Esta operación de acoso y derribo que sufrió durante su pontificado, y el efecto que eso tuvo, que fue el anuncio de su dimisión el 11 de febrero de 2013, frustraron una esperanza que había despertado su pontificado de gran trascendencia. "Con Benedicto XVI podríamos haber esperado el comienzo de una transición, que habría sido lo contrario de la transición que tuvo lugar bajo Juan XXIII. Por encima de todo, debería haber habido buenos nombramientos, muchos buenos nombramientos. Pero nos quedamos en medio del vado sin cruzar al otro lado", lamenta Barthe.
No puede disminuirse, sin embargo, todo el bien que deparó su pontificado y así lo entiende también el abad francés. "Teólogos restauracionistas o incluso tradicionalistas se han animado y mezclado", dice Barthe.
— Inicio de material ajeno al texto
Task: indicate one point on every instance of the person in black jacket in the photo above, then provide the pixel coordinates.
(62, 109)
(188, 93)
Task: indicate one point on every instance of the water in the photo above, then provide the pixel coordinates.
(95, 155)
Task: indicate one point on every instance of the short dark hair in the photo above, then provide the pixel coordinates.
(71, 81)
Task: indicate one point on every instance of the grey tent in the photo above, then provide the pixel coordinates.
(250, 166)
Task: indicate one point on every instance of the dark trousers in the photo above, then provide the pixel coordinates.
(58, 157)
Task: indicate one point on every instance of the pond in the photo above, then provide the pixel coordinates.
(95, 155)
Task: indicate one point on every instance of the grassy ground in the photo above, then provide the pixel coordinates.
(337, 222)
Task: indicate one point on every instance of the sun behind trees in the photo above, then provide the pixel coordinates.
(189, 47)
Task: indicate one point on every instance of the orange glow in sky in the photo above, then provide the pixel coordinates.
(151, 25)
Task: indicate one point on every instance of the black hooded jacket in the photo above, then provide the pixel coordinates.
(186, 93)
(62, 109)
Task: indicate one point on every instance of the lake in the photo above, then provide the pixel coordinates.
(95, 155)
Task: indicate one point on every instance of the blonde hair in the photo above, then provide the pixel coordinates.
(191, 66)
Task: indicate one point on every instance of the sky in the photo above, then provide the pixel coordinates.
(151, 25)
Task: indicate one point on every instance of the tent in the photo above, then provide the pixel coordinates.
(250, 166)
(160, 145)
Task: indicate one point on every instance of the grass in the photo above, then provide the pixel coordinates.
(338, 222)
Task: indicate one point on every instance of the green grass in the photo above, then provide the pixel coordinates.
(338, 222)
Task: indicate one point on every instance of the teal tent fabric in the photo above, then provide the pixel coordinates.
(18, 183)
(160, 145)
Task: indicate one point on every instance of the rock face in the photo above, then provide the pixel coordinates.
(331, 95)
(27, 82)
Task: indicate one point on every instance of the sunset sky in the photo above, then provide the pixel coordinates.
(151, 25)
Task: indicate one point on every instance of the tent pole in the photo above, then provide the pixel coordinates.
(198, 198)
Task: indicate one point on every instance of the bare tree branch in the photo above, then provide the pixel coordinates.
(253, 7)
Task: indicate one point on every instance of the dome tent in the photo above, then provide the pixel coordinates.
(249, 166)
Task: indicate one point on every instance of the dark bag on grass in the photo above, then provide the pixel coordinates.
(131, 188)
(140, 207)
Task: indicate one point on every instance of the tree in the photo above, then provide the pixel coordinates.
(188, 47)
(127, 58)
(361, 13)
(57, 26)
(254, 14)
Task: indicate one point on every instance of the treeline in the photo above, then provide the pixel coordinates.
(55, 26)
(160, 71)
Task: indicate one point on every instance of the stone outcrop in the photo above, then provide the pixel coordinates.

"Hoy una "generación Benedicto XVI" de seminaristas y sacerdotes ha seguido a la "generación Juan Pablo II" y, sobre todo, el mundo tradicional ha visto un claro desarrollo, que se traduce en la duplicación de misas antiguas en el mundo entre 2007 y 2017", apunta.
En este sentido, señala que "las "fuerzas vivas" -tradicionales, conservadores como la Comunidad San Martín, carismáticos, "de derechas", etc.- que permanecieron durante el período de Benedicto XVI como un rebaño sin pastor, con pocos nombramientos episcopales y cardenalicios, representan, al menos en Europa, todo lo que queda de vida y de futuro en la Iglesia".
Sabe Dios cuánto bien habría deparado una permanencia mayor de Benedicto XVI en la Sede Petrina, y cuánto mal, sobre todo, habría evitado. Pero esa especulación es, ya, un ejercicio vano.
Ratzinger, a quien difícilmente otra figura pudiera hacerle sombra, fue él mismo responsable de oscurecer su legado con el último acto de su pontificado: su renuncia. Un acto de debilidad personal pero revolucionario al fin, que conlleva una gravísima secularización del papado de alcances imprevisibles, y que hizo preguntarse a muchos, amargamente, si no habían triunfado los lobos y si no habían quedado abandonadas las ovejas.
El abad Claude Barthe no parece inquietarse demasiado por esto. Sostiene que el período de "centroizquierda" de Francisco que vivimos desde 2013 no se corresponde con la vida real de la Iglesia. En su opinión, el futuro de la Iglesia está en aquellos otros grupos reducidos, mientras que en el resto "la hemorragia de practicantes, sacerdotes y vocaciones continúa".